Dia do Artesão, que é comemorado neste sábado (19), valoriza atividade de grande relevância econômica e cultural

Neste sábado, 19 de março, é comemorado o Dia do Artesão, data escolhida por ser dia de São José, santo reconhecido como padroeiro dos artesãos, trabalhadores de um setor responsável por movimentar cerca de R$ 50 bilhões por ano no País, de acordo com levantamento do Instituto Brasileiro de Geografia e Estatística (IBGE)

Essa data é importante, porque o artesanato é uma profissão praticamente invisível. Muitos, pensam que fazer artesanato é apenas uma atividade para terapia, como lazer ou como hobby. Obviamente, isso não está descartado, mas é necessário entender que o artesanato é um importantíssimo setor econômico do Brasil.

A artesã mipibuense Maria do Carmo Porfírio Costa, por exemplo, firmou contrato com a grande varejista de móveis e decoração, colocando nas vitrines da rede de lojas Tok&Stok seu artesanato de capim-navalha. 600 lírios feitos com o material foram encomendados pela empresa.

O presidente da Associação Norte-riograndense de Folclore, escritor Gutenberg Costa, diz que é importante poder ajudar este importante setor, que gera empregos, renda e agrega valor aos produtos turísticos.

Gutenberg Costa ( esq.) tem em sua casa, lembranças das cidades que visitou

“A Semana do artesão, é comemorada, de 16 a 19 de março. Em grande parte, as prefeituras municipais, são as culpadas, pelo ostracismo cultural artístico, em que vivem nosso esquecido artesanato. Os mestres e mestras vivem em casa. Ausente das escolas, praças, feiras e, principalmente, dos eventos culturais das cidades. O turista não os vê e não compram suas peças. Sou do tempo em que trazia lembranças artesanais de cada cidade que visitava .Tenho até cartões postais, do tempo de suas divulgações e respeito. Lamentável a situação dos grandes mestres e mestras da arte popular”, fala.

 Agente de transformação

O artesanato é muito importante para a construção da personalidade dos jovens, dos adolescentes. O artesanato, a arte e a cultura têm uma importância muito grande na vida das pessoas. Tem o poder de transformar vidas. Se a pessoa está nervosa ou ansiosa, começa a produzir e já se transforma rapidamente. Se está com algum tipo de transtorno, a pessoa começa a vivenciar a cultura. A educação dela é outra. Ela muda completamente o pensamento de como vê a vida. 
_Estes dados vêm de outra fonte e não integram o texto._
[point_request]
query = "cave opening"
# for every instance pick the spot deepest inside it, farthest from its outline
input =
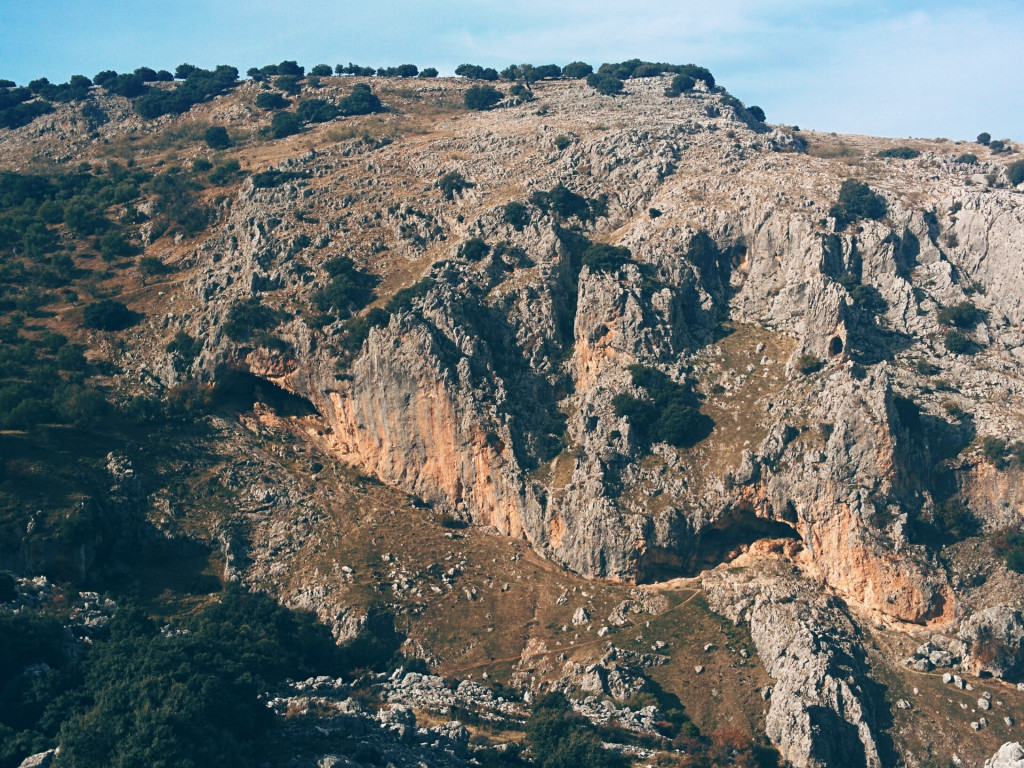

O artesanato é carregado de simbolismo, de identidade, de valores, de histórias e de memórias. Quando um turista vai, por exemplo, em uma praia, e compra uma jangada, ou algum artesanato local, sempre que ele olhar para esse artesanato em sua casa, vai se lembrar daquela praia, daquele lugar onde esteve.

Coutinho diz que o artesanato é um objeto que carrega em si uma série de emoções, de lembranças, que tem esse poder de deslocar a memória e de recuperar a história e a identidade. “Além disso, se for feito todo o manejo das produções, o manejo da madeira, das sementes das plantas, é uma produção muito limpa. É uma produção que não polui, e onde, também, a inovação tecnológica desemprega muito pouco, porque todo o processo é feito à mão. É uma atividade que não tem como ser realizada sem as mãos”, avalia.